I think we are using different definitions of realistic. If you take the meaning that realistic is that the world should be as in our Middle Ages you are right, if you take realistic as showing how things would a more practical look at how the world of GoT would be I think the above does not really matter.
On the other hand, not having strong religious feelings was also pretty common in the Asian history. Especially in China.
I thought GRRM was trying to set up a fictional European Middle Ages, at least in Westeros?

In any case, his depiction of "Asian" nomadic cultures is hilariously unrealistic as well. I recommend ACOUP's chapters on the Dothraki; their culture doesn't fit anything from the real-world, be it Huns, Mongols or Native Americans, all quoted by GRRM as references (so it's valid to mention if he misused them).

Someone mentioned GRRM seems to be using stereotype, not reality, as reference! Which is fine and dandy, except GRRM claimed he was aiming for realism...

> I thought GRRM was trying to set up a fictional European Middle Ages, at least in Westeros?

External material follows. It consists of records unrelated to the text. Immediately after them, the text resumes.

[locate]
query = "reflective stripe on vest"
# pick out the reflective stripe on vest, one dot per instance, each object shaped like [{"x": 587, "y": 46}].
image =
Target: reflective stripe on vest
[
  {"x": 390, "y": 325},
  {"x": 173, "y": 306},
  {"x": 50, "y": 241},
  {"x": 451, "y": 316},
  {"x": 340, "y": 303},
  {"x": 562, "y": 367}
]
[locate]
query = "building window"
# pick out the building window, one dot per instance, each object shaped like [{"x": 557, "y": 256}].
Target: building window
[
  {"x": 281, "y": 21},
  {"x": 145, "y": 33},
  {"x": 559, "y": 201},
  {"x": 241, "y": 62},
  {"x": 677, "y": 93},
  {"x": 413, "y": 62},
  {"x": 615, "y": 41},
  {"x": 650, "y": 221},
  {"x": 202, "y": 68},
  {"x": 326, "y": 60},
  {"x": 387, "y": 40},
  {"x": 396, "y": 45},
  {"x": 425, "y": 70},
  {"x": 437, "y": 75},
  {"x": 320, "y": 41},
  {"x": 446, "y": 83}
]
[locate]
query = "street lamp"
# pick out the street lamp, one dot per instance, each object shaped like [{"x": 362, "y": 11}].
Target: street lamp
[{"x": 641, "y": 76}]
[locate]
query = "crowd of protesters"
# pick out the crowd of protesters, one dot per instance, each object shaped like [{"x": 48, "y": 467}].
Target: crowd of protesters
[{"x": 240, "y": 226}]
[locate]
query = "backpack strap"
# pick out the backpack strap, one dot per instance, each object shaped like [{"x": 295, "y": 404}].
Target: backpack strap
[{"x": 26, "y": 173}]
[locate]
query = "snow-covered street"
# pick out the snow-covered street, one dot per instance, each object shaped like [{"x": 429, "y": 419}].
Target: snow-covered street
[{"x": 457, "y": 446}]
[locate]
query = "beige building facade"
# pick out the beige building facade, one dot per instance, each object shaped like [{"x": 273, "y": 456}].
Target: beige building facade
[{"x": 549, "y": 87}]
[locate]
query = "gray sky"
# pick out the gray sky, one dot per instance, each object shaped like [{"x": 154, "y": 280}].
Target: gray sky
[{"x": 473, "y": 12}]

Sure. I'm just noting that having cultures that don't care too much about religion is not unprecedented in the actual history.

But what does this have to do with whether the fictional world of "A Song of Ice and Fire" is more or less realistic in their depiction of "medieval society" [1] than the epic romances that came before, and that he compares to "Disneyland Middle Ages"? [1, again].

We are discussing GRRM's fictional depiction of a "realistic" middle ages, with a focus on Europe but some side-dishes of Asian steppe cultures -- which according to ACOUP he also gets wrong. Which wouldn't matter if GRRM didn't assert his depiction was more realistic!

----

[1] George Martin's words.

That seems to contradict my understanding of Chinese history and culture. Historically they seem to be strongly spiritual like any people, and government support for religions. I admit most of exposure is from literature and not much more. Could you elaborate on the point?
I think their spirituality is more about mysticism rather than the apparatus of organized (and politicized) churches run by humans. There's not some huge clerical institution vying for power against the state, just a general background noise about the heavens and the ancestors and the such.

Even with the influence of Buddhism, that was only tolerated as a philosophical system of self improvement. When the Dalai Llama became an actual political threat, he was replaced with a puppet.

Modern China is pretty much an atheist state that is pretty religion unfriendly, but I think that's a lasting consequence of the Cultural Revolution and not something from their older history.

Maybe the absence of a strong unified church which is separate(-ish) from a strong state, as the Catholic church related to European states? Like, there were religious institutions in classical Chinese civilization; the government did participate in it ("the role of the emperor is to maintain harmony between heaven and earth, he rules with the mandate of Heaven" etc); there was lots of "worshippy activities" in temple-ish buildings; the closest things to "official religion" were a bit syncretic but Christianity was also pretty syncretic in origin just presented later as something fully formed in unity; mythology overlapped with history in that mythological power structures resembled real power structures and government etc. One big difference seems to be the absence of Christian-style religious services in which a large audience listens to a preacher / regularly participates in a long shared ritual like Mass, but this is from the anecdotal perspective of comparing (very little) experience in modern Catholic churches vs received information and visiting historical sites in China
China did not have a unified religion, or even a unified pantheon.

Each region had its own sets of gods and traditions. Even the somewhat unified Confucianism is more of a philosophical teaching, and it works just fine alongside the traditional Chinese religions. People understood this and generally were content to leave each over in peace over the religion.

Compare this to Europe and Middle East where people (still!) wage actual holy wars over doctrinal matters.

GRRM's world is closer to China than to Europe in this regard.